Now it's Goldsmith's problem. And it exactly this problem that Bloomberg hired Goldsmith to solve. As mayor of Indianapolis, Goldsmith aggressively found ways to shrink city government through privatization of city services and assets. He also introduced the concept of "marketization," in which public sector employees compete for their jobs against the private sector.
The story mentions Goldsmith's "Yellow Pages test" for government services in Indianapolis. If the phone book listed three companies that provided a certain service, the city probably shouldn't be in that business. If even New York City can consider the possibility that government shouldn't do everything, maybe there's hope.

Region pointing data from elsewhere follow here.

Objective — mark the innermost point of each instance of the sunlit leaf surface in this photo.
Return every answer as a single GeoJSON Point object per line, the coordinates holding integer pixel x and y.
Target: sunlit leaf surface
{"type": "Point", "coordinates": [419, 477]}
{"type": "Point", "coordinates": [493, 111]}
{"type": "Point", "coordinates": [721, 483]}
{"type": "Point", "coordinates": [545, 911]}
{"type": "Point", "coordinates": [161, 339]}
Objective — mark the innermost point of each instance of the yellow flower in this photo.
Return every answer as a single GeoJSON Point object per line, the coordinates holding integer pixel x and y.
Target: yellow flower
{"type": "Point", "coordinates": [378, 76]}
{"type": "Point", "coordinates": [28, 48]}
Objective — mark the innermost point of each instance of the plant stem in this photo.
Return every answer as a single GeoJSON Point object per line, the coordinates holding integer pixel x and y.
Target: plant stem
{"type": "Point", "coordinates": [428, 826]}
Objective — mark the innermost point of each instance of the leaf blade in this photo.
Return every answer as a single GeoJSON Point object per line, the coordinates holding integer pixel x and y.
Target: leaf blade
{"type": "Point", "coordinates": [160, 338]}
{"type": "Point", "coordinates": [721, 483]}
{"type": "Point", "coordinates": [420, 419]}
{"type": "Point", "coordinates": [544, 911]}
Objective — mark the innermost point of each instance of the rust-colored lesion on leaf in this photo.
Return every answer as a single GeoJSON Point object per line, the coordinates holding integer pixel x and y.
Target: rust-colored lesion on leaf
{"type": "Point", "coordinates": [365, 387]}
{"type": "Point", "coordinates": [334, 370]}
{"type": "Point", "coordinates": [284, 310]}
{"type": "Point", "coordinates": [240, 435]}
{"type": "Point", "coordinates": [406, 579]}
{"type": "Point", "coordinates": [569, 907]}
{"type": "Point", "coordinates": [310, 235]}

Sam Staley, of the Reason Foundation and a consultant for the Indiana Policy Review, visited our office last week and talked about the notion of a "10 percent rule" -- it takes at least a 10 percent change in something to motivate a new direction or behavior. An organization can dance around a budget change of less than 10 percent. But if revenues grow by more than that, there tend to be new programs and priorities. If there's a cut of less than 10 percent, things are tweaked around the edges through attrition and small cuts here and there. But if the drop is bigger, then whole programs are cut. As more cities and states reach the 10 percent threshold, governments will do out of necessity (trying to stay on the outside edge of crisis) what they should have been doing all along.